Proactive school closures — closing schools before there’s a case there — have been shown to be one of the most powerful nonpharmaceutical interventions that we can deploy. Proactive school closures work like reactive school closures not just because they get the children, the little vectors, removed from circulation. It’s not just about keeping the kids safe. It’s keeping the whole community safe. When you close the schools, you reduce the mixing of the adults — parents dropping off at the school, the teachers being present. When you close the schools, you effectively require the parents to stay home. There was a wonderful paper published that analyzed data regarding the Spanish flu in 1918, examining proactive versus reactive school closures. When did [regional] authorities close the schools relative to when the epidemic was spiking? What they found was that proactive school closing saved substantial numbers of lives. St. Louis closed the schools about a day in advance of the epidemic spiking, for 143 days. Pittsburgh closed 7 days after the peak and only for 53 days. And the death rate for the epidemic in St.
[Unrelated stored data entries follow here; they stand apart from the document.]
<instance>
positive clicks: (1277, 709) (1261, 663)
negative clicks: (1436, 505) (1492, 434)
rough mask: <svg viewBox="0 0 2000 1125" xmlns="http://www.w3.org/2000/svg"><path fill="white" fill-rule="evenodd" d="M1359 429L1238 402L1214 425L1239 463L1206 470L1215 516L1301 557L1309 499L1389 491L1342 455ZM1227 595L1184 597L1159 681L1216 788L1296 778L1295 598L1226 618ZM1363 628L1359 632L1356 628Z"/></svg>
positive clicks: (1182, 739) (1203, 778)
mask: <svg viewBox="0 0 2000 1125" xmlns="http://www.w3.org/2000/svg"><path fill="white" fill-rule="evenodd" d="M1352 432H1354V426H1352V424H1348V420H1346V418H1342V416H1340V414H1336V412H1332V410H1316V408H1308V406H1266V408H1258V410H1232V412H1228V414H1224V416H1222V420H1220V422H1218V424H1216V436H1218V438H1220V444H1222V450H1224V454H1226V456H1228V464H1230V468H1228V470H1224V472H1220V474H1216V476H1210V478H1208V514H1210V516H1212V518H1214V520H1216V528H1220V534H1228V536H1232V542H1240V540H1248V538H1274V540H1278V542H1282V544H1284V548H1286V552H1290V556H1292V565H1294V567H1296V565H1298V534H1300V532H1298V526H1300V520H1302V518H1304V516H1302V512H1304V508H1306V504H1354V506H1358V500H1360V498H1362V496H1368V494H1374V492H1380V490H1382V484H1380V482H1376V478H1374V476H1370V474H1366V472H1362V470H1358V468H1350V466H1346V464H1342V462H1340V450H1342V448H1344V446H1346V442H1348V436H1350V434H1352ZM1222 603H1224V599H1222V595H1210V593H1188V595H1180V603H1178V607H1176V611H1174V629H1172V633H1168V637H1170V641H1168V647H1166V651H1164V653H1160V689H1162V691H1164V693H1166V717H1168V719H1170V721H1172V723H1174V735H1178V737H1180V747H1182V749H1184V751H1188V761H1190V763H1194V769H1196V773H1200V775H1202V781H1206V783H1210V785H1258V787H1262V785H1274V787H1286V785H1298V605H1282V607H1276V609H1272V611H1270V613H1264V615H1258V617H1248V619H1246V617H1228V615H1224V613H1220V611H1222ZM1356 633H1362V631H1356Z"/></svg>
Louis was roughly one-third as high as in Pittsburgh. These things work.

There is still time, I think, for us to press for strong action. Plenty of people and organizations — including us here at Civic Hall — are obviously moving on their own to shut down or shift to work-from-home as the norm. I suspect that inside lots of national political organizations, staff are having urgent discussions about their own workplace decisions. But at the same time, we need the leaders of those groups to also speak up more clearly about the need to face the urgency of this crisis. Many lives are in the balance.